Parallel Prediction
Overview
Tutorial: 20 Minutes
- Objectives:
Learn how to do parallel prediction in Dask.
ParallelPostFit in Dask-ML wraps around a scikit-learn model, enabling parallel prediction and transformation operations. While the model’s training step remains on a single machine, the predict and transform methods are executed in parallel using Dask, which is especially useful for large datasets that exceed a single machine’s memory.

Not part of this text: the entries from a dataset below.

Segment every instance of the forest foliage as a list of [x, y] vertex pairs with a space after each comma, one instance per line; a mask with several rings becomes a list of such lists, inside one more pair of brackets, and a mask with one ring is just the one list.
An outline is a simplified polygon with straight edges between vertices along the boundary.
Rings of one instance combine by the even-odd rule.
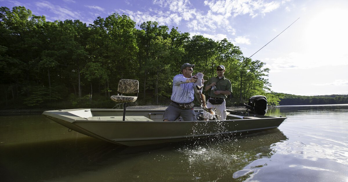
[[228, 106], [255, 95], [278, 105], [265, 63], [245, 57], [227, 39], [191, 36], [156, 21], [137, 26], [115, 13], [87, 25], [79, 20], [46, 21], [23, 7], [0, 9], [2, 108], [111, 108], [121, 79], [138, 80], [135, 104], [167, 104], [172, 79], [186, 62], [208, 78], [226, 68], [233, 93]]
[[280, 105], [348, 104], [348, 95], [347, 95], [302, 96], [282, 94], [284, 97], [279, 102], [279, 105]]

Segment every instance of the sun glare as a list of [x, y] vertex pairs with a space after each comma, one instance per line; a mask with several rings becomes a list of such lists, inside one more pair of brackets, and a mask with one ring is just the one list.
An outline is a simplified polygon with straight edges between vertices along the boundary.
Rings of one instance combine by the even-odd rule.
[[325, 8], [309, 19], [304, 37], [306, 51], [312, 59], [317, 58], [317, 63], [327, 63], [328, 60], [333, 64], [346, 62], [348, 13], [345, 10]]

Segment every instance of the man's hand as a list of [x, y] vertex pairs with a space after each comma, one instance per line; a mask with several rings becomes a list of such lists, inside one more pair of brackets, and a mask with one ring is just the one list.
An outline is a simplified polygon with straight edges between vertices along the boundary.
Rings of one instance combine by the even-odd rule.
[[198, 77], [196, 76], [192, 76], [189, 79], [189, 83], [192, 83], [193, 82], [196, 82], [197, 81], [197, 79], [198, 79]]
[[214, 94], [216, 95], [218, 95], [221, 94], [221, 90], [216, 90], [214, 92]]

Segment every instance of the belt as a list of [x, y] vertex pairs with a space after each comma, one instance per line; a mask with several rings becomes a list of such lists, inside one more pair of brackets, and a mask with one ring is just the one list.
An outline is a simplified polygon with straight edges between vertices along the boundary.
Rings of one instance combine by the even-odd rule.
[[174, 101], [172, 101], [172, 102], [173, 102], [173, 103], [174, 103], [174, 104], [191, 104], [191, 103], [192, 103], [192, 102], [189, 102], [188, 103], [183, 103], [182, 104], [179, 104], [179, 103], [175, 102], [174, 102]]

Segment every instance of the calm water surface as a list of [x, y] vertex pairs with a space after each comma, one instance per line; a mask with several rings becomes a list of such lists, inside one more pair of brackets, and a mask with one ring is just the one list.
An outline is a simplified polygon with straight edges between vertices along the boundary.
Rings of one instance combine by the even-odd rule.
[[282, 106], [279, 127], [125, 147], [41, 115], [0, 116], [1, 181], [348, 181], [348, 104]]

Here we a first generate a small training data
1from sklearn.ensemble import GradientBoostingClassifier
2import sklearn.datasets
3import dask_ml.datasets
4from dask_ml.wrappers import ParallelPostFit
5
6X, y = sklearn.datasets.make_classification(n_samples=1000, random_state=0)
and then wrap the GradientBoostingClassifier model using ParallelPostFit.

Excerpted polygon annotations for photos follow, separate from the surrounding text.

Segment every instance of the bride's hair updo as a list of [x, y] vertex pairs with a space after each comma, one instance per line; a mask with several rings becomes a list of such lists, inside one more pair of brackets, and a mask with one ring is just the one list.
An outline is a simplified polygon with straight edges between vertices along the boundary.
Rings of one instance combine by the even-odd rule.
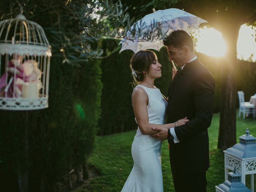
[[155, 53], [148, 50], [138, 51], [132, 57], [130, 66], [133, 77], [133, 84], [136, 86], [143, 79], [143, 72], [147, 72], [149, 70], [151, 64], [156, 60]]

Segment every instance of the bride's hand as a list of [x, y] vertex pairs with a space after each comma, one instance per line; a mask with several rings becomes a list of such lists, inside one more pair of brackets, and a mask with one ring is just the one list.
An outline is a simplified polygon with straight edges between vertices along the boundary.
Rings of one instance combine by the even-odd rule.
[[177, 124], [177, 126], [179, 126], [181, 125], [184, 125], [186, 124], [186, 123], [187, 123], [189, 121], [189, 120], [188, 119], [187, 117], [186, 117], [185, 118], [183, 118], [183, 119], [180, 119], [178, 121], [175, 122], [176, 124]]
[[173, 80], [173, 79], [174, 78], [174, 76], [175, 76], [175, 75], [176, 75], [176, 74], [177, 74], [177, 70], [176, 69], [172, 68], [172, 80]]

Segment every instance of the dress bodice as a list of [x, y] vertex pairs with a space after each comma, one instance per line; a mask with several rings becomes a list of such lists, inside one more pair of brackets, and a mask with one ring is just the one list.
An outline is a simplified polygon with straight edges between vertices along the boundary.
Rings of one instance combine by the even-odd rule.
[[[147, 108], [149, 123], [154, 124], [164, 124], [167, 102], [163, 98], [159, 89], [149, 88], [140, 84], [135, 87], [134, 89], [138, 87], [142, 88], [148, 98]], [[141, 134], [138, 128], [136, 135], [138, 134]]]

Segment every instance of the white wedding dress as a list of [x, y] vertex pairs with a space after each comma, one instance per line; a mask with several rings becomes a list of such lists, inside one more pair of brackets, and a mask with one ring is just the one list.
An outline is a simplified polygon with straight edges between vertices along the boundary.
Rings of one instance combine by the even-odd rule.
[[[157, 88], [140, 85], [148, 97], [148, 113], [150, 123], [164, 124], [167, 102]], [[132, 145], [133, 167], [121, 192], [162, 192], [161, 166], [162, 142], [149, 135], [143, 135], [140, 129]]]

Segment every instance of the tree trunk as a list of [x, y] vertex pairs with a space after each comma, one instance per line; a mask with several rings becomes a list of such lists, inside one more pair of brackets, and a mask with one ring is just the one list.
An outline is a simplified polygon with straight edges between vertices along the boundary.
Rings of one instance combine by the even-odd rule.
[[19, 171], [17, 174], [18, 182], [20, 192], [28, 192], [28, 174], [27, 172]]
[[228, 45], [227, 59], [224, 62], [218, 148], [225, 150], [236, 143], [236, 44], [239, 24], [226, 25], [222, 35]]
[[45, 188], [44, 187], [44, 179], [41, 178], [40, 180], [40, 192], [45, 192]]
[[70, 174], [69, 172], [68, 172], [67, 174], [67, 178], [68, 178], [68, 184], [69, 188], [72, 190], [72, 183], [71, 183], [71, 180], [70, 179]]
[[84, 182], [84, 181], [83, 178], [82, 177], [81, 172], [80, 172], [80, 169], [79, 169], [80, 165], [78, 164], [77, 161], [76, 160], [76, 157], [75, 156], [76, 155], [75, 154], [74, 156], [74, 164], [75, 166], [76, 174], [76, 179], [78, 183], [82, 183]]
[[83, 178], [84, 180], [89, 179], [89, 173], [86, 168], [86, 164], [85, 161], [83, 163]]
[[26, 112], [24, 144], [20, 169], [17, 174], [20, 192], [28, 192], [28, 112]]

1clf = ParallelPostFit(estimator=GradientBoostingClassifier())
2clf.fit(X, y)
The training occurs on a single node, while the prediction is distributed across the cluster, returning a Dask array.
1X_big, _ = dask_ml.datasets.make_classification(n_samples=100000, chunks=10000, random_state=0)
2clf.predict(X_big)
Key Points
ParallelPostFit can be used to parallelize prediction across a cluster.